A Pérola Negra foi a penúltima escola a desfilar neste domingo de carnaval e deixou o show por conta da sua bateria Ritmo Terror, que levantou as arquibancadas do Anhembi com as suas bossas representando o frevo, forró e xaxado.

O intérprete Daniel Collete comandou a Ala musical da escola, que demonstrou sincronismo e intimidade com os componentes que responderam à altura em relação à evolução do samba. O canto não foi um problema para a escola da Vila Madalena, pois os seus componentes seguraram a harmonia durante todo o desfile.

Entre os destaques, a comissão de frente comandada pelo coreógrafo Robério Theodoro se destacou no sincronismo e na leveza da coreografia. Os dançarinos foram divididos em dois grupos, um de algumas famílias que desembarcavam em Campina Grande e o outro, uma quadrilha animada e divertida. A comissão possuía um elemento cenográfico, representando um trem, onde os grupos se dividiam durante as cenas.

O conjunto visual da escola foi criativo e luxuoso. Os carros alegóricos foram ricos em detalhes e com um bom acabamento. As fantasias eram divertidas e claras dentro do enredo proposto.

A evolução da escola sofreu algumas oscilações. Ocorreram alguns espaçamentos entre carros e alas.

Ritmo marcante da bateria da Pérola

Primeiro setor

Embarcando para o maior São João do mundo, a Pérola Negra leva o público a percorrer por aventuras, dentro de um trem sentido a cidade de Campina Grande.
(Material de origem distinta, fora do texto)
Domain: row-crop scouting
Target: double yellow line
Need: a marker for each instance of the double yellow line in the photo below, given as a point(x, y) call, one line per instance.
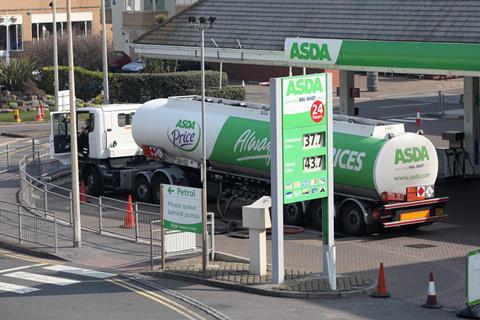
point(149, 294)
point(154, 296)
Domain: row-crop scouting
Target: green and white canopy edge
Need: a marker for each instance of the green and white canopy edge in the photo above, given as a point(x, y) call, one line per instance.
point(459, 59)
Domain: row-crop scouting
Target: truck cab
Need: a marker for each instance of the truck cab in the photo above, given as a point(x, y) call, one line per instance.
point(103, 133)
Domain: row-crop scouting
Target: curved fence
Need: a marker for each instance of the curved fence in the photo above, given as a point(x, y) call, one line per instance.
point(99, 214)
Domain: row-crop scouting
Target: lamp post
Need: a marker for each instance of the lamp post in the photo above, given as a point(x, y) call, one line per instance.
point(53, 4)
point(77, 226)
point(201, 24)
point(7, 21)
point(106, 94)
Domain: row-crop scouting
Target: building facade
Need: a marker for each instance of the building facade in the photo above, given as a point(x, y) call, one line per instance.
point(132, 18)
point(27, 21)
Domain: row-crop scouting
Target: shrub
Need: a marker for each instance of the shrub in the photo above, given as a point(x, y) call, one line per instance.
point(141, 87)
point(14, 74)
point(87, 51)
point(88, 84)
point(144, 87)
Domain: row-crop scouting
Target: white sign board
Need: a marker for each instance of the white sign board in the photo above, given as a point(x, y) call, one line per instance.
point(473, 278)
point(182, 208)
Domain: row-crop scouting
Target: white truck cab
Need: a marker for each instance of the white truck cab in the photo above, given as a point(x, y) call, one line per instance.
point(103, 132)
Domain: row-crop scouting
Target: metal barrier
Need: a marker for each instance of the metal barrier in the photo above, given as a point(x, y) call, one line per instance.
point(27, 227)
point(99, 214)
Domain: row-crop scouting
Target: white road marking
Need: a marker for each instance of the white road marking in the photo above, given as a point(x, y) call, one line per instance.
point(423, 118)
point(405, 105)
point(8, 287)
point(41, 278)
point(401, 120)
point(22, 267)
point(80, 271)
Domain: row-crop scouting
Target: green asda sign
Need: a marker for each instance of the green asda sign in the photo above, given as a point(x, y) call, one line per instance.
point(386, 54)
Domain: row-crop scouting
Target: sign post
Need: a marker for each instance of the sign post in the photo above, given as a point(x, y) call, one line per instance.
point(473, 289)
point(302, 141)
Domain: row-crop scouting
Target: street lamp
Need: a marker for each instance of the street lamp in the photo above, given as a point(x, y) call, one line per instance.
point(53, 4)
point(7, 21)
point(201, 24)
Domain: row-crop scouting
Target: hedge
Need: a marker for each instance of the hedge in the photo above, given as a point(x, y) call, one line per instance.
point(140, 87)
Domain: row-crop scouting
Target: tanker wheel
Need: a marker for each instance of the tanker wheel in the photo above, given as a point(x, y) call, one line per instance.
point(157, 180)
point(143, 193)
point(353, 222)
point(293, 214)
point(315, 213)
point(92, 181)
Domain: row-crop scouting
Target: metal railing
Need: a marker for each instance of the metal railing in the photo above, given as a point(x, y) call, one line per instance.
point(12, 153)
point(103, 215)
point(22, 226)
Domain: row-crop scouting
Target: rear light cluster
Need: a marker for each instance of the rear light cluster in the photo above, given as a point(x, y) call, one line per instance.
point(392, 197)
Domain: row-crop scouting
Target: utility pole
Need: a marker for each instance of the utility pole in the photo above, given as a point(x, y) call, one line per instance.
point(53, 4)
point(77, 225)
point(201, 25)
point(106, 94)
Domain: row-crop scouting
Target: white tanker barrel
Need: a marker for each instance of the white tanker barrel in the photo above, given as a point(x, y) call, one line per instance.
point(368, 160)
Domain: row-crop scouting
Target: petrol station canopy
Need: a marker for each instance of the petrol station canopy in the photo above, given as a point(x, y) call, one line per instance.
point(404, 36)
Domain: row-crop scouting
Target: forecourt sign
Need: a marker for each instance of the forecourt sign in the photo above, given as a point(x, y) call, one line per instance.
point(181, 208)
point(473, 286)
point(301, 167)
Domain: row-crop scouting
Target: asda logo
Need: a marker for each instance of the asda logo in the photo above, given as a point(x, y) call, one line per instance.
point(304, 86)
point(185, 136)
point(324, 51)
point(413, 154)
point(348, 159)
point(310, 51)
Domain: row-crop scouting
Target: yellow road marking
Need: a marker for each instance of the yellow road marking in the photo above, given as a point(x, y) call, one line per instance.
point(158, 298)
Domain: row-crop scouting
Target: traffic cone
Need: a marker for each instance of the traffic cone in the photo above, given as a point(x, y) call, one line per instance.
point(129, 218)
point(39, 117)
point(418, 120)
point(381, 285)
point(16, 115)
point(432, 302)
point(83, 192)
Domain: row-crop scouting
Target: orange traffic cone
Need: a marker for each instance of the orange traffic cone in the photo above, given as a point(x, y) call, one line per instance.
point(381, 285)
point(83, 192)
point(432, 302)
point(16, 116)
point(129, 218)
point(39, 117)
point(418, 120)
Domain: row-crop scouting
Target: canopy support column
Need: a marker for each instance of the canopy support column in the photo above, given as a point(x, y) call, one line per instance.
point(347, 103)
point(471, 122)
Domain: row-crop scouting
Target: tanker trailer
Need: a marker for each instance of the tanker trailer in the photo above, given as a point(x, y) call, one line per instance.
point(383, 175)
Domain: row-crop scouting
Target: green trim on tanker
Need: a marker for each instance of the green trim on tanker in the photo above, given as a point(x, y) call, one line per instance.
point(251, 148)
point(349, 158)
point(248, 148)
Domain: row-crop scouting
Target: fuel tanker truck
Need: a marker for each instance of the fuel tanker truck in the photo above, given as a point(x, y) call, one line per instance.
point(384, 177)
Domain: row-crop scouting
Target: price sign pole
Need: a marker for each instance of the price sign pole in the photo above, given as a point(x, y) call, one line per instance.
point(301, 170)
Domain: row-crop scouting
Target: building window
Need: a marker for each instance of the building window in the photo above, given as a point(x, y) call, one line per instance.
point(16, 37)
point(44, 30)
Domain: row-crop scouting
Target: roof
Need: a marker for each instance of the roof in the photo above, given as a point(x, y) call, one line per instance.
point(264, 24)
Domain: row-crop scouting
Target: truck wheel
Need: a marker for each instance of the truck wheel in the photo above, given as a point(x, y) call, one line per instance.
point(315, 212)
point(157, 180)
point(93, 182)
point(142, 189)
point(353, 222)
point(293, 214)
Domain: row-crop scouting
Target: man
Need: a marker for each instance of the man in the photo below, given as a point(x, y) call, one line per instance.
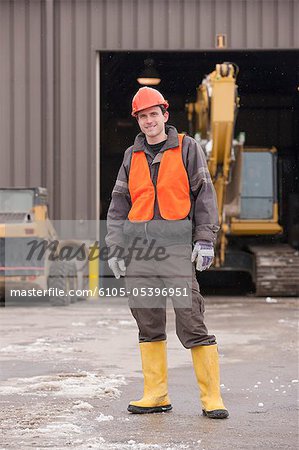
point(164, 180)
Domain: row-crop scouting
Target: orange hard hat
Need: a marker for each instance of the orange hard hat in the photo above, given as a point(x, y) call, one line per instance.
point(145, 98)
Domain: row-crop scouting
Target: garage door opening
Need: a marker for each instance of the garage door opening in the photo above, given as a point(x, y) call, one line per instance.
point(268, 113)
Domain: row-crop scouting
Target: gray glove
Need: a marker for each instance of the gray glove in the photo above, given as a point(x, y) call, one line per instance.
point(203, 254)
point(117, 266)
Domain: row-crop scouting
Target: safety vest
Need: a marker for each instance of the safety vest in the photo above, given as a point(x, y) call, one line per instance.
point(172, 189)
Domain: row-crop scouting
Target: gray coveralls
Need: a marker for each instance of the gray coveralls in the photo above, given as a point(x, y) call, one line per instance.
point(203, 218)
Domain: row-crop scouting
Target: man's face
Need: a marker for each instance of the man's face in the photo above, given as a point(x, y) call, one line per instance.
point(151, 121)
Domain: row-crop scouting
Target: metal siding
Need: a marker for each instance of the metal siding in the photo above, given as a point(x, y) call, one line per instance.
point(237, 36)
point(34, 163)
point(128, 27)
point(294, 24)
point(207, 24)
point(113, 21)
point(190, 25)
point(48, 54)
point(222, 9)
point(269, 18)
point(175, 24)
point(253, 23)
point(5, 104)
point(144, 24)
point(20, 95)
point(285, 27)
point(160, 24)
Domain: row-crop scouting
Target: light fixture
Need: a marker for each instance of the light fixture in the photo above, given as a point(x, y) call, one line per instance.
point(149, 76)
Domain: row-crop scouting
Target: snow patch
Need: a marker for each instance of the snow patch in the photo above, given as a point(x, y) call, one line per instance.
point(103, 418)
point(80, 384)
point(82, 405)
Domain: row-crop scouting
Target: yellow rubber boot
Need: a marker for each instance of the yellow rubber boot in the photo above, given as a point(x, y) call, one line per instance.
point(154, 366)
point(206, 366)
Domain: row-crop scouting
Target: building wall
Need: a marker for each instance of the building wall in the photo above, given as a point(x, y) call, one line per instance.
point(48, 82)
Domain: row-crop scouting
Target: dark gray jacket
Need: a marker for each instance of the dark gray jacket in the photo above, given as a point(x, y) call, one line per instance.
point(203, 215)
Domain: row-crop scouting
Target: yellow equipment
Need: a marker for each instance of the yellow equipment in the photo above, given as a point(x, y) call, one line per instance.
point(24, 226)
point(245, 182)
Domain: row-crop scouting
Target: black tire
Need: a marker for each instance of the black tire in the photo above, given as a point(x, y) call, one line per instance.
point(60, 278)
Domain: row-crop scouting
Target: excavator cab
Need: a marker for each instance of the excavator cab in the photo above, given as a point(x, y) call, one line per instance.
point(245, 181)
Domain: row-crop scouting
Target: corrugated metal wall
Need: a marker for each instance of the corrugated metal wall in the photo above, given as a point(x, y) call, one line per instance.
point(48, 65)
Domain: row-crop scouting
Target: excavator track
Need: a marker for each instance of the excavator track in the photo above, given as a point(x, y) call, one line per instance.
point(277, 270)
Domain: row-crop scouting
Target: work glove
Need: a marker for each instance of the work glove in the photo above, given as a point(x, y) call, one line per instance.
point(117, 266)
point(203, 254)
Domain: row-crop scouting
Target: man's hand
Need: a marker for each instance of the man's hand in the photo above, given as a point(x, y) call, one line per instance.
point(117, 266)
point(203, 254)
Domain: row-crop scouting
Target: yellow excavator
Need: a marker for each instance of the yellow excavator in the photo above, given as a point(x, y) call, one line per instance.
point(245, 180)
point(24, 225)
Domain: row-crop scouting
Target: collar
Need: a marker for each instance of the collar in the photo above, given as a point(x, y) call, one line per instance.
point(172, 140)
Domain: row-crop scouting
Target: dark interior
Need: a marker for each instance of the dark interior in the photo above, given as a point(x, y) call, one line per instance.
point(268, 84)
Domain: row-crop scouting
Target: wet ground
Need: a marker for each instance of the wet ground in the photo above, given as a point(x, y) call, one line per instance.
point(67, 375)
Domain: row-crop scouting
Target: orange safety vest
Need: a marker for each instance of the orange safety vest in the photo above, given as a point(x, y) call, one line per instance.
point(173, 190)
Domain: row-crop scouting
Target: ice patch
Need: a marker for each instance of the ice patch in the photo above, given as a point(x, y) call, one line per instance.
point(73, 385)
point(60, 428)
point(82, 405)
point(103, 418)
point(39, 346)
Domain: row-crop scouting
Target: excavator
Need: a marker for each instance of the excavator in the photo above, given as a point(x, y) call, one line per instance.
point(250, 239)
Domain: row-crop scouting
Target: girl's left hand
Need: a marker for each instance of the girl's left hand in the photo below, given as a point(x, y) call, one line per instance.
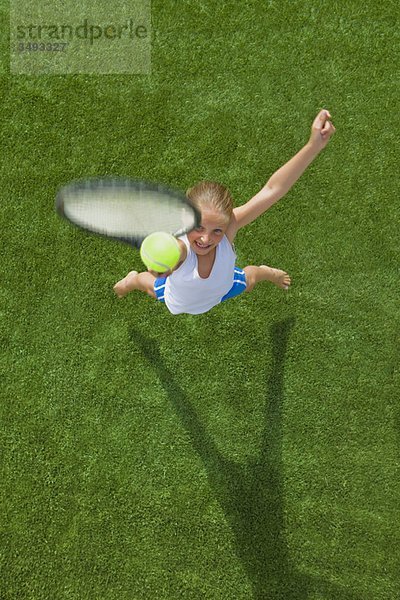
point(322, 129)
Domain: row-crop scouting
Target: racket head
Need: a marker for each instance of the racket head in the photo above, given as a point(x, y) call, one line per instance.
point(126, 210)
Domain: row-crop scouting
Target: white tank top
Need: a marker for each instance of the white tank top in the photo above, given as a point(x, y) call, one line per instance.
point(187, 292)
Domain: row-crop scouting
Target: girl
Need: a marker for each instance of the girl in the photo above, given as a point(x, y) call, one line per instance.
point(206, 273)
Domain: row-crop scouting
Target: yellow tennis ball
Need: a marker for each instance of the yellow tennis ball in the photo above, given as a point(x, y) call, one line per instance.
point(160, 251)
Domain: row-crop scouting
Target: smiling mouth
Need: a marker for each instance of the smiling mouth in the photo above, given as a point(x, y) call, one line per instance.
point(201, 246)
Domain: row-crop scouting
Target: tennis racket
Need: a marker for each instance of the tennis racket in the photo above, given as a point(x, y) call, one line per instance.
point(126, 210)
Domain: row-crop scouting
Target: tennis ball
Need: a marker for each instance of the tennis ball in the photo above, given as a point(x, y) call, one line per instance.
point(160, 251)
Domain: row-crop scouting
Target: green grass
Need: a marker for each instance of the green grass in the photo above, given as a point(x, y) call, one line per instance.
point(251, 452)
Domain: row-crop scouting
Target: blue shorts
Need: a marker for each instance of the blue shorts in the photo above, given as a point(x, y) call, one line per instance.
point(239, 286)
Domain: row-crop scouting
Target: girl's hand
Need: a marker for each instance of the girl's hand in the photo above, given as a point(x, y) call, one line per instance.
point(322, 129)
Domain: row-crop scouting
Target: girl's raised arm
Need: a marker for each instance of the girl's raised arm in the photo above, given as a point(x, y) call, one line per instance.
point(283, 179)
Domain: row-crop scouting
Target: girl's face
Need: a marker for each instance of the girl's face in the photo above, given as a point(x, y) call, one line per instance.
point(210, 232)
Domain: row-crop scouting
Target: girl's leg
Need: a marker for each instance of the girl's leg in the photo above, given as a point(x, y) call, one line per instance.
point(265, 273)
point(136, 281)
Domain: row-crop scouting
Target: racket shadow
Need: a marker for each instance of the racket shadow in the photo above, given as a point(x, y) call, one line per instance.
point(251, 495)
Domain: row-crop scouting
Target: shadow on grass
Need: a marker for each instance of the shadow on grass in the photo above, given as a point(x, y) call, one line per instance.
point(250, 495)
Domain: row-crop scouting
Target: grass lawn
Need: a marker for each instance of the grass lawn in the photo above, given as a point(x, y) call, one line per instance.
point(249, 452)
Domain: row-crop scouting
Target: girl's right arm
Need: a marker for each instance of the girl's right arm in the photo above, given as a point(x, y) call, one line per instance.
point(283, 179)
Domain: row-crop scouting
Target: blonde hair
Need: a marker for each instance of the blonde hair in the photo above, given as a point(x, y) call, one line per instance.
point(211, 194)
A comissão de frente usou de um elemento cenográfico, que representava um trem, que fazia a viagem da Vila Madalena para Campina Grande. Os atores representavam uma família, que convidava a todos para embarcarem nesse trem rumo a Campina Grande.

O primeiro casal de mestre-sala e porta-bandeira representou o vermelho encarnado, como sinônimo de força, luta e bravura do povo nordestino.

Em seguida, a ala romaria veio representando a peregrinação do povo nordestino e a religiosidade. A ala das baianas representou a Nossa Senhora, a mãe de todos os brasileiros e principalmente dos nordestinos.

Finalizando o primeiro setor, o abre-alas representava da seca a fé do povo nordestino. A alegoria se baseou na obra do Luiz Gonzaga e da escritora Rachel de Queiroz, onde foi retratado o sertão nordestino, castigado pela seca e com o cenário de um chão rachado e mandacarus.

Samba no gogó do intérprete da Pérola

Segundo setor

Este setor veio acompanhado de alas como: O sanfoneiro, que veio realizando um tributo a todos os sanfoneiros, que são fortes personalidades na cultura nordestina. A bateria da escola representou Lampião, um dos maiores personagens da cultura nordestina, o rei do cangaço.

As próximas alas vieram representando os violeiros repentistas, que são as figuras mais populares do Nordeste. O reisado como manifestação cultural, que veio da época do Brasil colonial, que seria um espetáculo popular das festas de natal e reis no Nordeste. Finalizando o setor de alas, a escola apresentou o maracatu, um cortejo simples.

Neste setor, foi possível encontrar uma ala representando uma das danças mais populares da cultura nordestina, o frevo. Em seguida, uma ala representando a cultura dos cordéis e os mamulengos, esta ala representou o animador encantado e seu fantoche, que foi apresentado pela boneca de pano.

A segunda alegoria representava a cultura popular nordestina.

Empolgação no desfile da Pérola Negra

Terceiro setor

Abrindo este setor, vieram o segundo mestre-sala e porta-bandeira, representando as raízes africanas.

O candomblé foi representado em uma ala, pois a religião africana também faz parte de todo cultural nordestino.

A capoeira e o artesanato também foram representados através de alas separadas, que vinham à frente da terceira alegoria.

O carro representou as lendas do rio São Francisco. Uma das lendas que habitam esse famoso rio nordestino, é a da Índia que com suas lágrimas criou o Rio São Francisco.

Quarto setor

Setor que encerra a viagem da Pérola Negra em busca do maior São João do Mundo em Campina Grande.

Uma ala representando São João.

A quarta alegoria dava boas-vindas ao público, indicando que a viagem já se encerrou e o maior São João do Mundo chegou.